When taking 212, which is an intro to functional language course taught in SML. I had some trouble that I never encountered in other courses. I attributed this trouble with the fact that I learned programming with a Java and C mindset; such that I feel like I can only think efficiently in C or Java (or procedural and object oriented). Thus, when programming in SML, there were many times where I knew what to do in an abstract sense (and could easily code it in a functional-like manner in either C or Java), but had trouble expressing my thoughts in SML. Nevertheless, as I learned more and more SML in class, its elegance and grace drew me in.
Although I feel like functional languages are more powerful than OOP or procedural languages, I am hesitant to use them on side projects because I'm not accustomed to thinking and writing code functionally. I feel like I will spend more time figuring out the syntax of the language than actually coding. Furthermore, I have no idea about how design patterns work and have never coded large projects in functional languages, so even if I knew a specific functional programming language well, I would still have trouble using it for a non-toy project.
I feel like my mind thinks in OOP, and as much as I want to change that, it has already set; I still stick with OOP and procedural languages because that is what I am confortable writing in even if I know I'd be better off writing things in functional languages.
From what I understand from conversations floating around campus, 150 is similar to 212, except it teaches more CS fundamentals that 1st years are less likely to know (212 is typically a 2nd year+ class). 210 will follow 150, which is a data structures course that will be taught in a functional language.

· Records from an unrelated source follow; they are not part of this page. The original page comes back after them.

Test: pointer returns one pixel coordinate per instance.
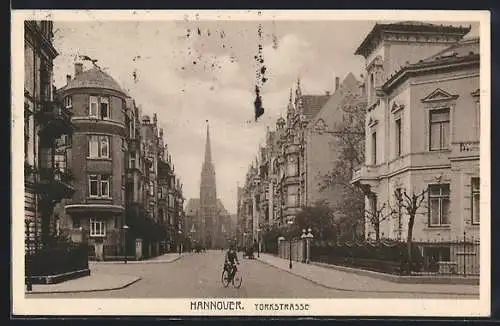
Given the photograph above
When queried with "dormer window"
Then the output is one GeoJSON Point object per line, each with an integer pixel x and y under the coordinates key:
{"type": "Point", "coordinates": [99, 107]}
{"type": "Point", "coordinates": [68, 103]}
{"type": "Point", "coordinates": [439, 129]}
{"type": "Point", "coordinates": [104, 108]}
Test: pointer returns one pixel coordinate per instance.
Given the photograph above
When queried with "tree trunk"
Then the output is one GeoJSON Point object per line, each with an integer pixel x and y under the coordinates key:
{"type": "Point", "coordinates": [46, 207]}
{"type": "Point", "coordinates": [409, 240]}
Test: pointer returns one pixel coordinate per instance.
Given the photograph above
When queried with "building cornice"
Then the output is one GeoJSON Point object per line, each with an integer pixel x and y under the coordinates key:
{"type": "Point", "coordinates": [428, 67]}
{"type": "Point", "coordinates": [381, 31]}
{"type": "Point", "coordinates": [46, 44]}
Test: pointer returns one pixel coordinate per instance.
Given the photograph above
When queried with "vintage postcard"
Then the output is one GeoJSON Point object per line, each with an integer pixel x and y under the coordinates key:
{"type": "Point", "coordinates": [251, 163]}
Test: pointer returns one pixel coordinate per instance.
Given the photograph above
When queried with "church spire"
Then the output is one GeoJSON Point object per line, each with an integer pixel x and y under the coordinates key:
{"type": "Point", "coordinates": [208, 151]}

By starting students out with a functional language and then continuing to teach them other aspects of CS using functional languages, these students will likely start to think functionally - even when coding in C or Java (as I kind of do the reverse when coding in functional languages). This could be a huge advantage, as I believe functional languages are more powerful and allow you to express more ideas with less thought (or "brain memory"). I think PG's essay "Beating the Averages" explains this better.
Thus these students that are taking this new curriculum may be able to code or think in a order of magnitude "better" or faster than the people who learned programming using lower level languages such as Java/C. Nevertheless, I'm envious of the people who get to learn this new curriculum.
I apologize if this post seems like a huge braindump. This is my first "serious" post on HN and I had a lot of difficulty expressing my thoughts clearly and organizing them in a logical manner. When I read others' posts here or PG's essays, everybody seems to be able to express themselves extremely clearly and concisely. Any advice on developing functional language or writing skills will be appreciated.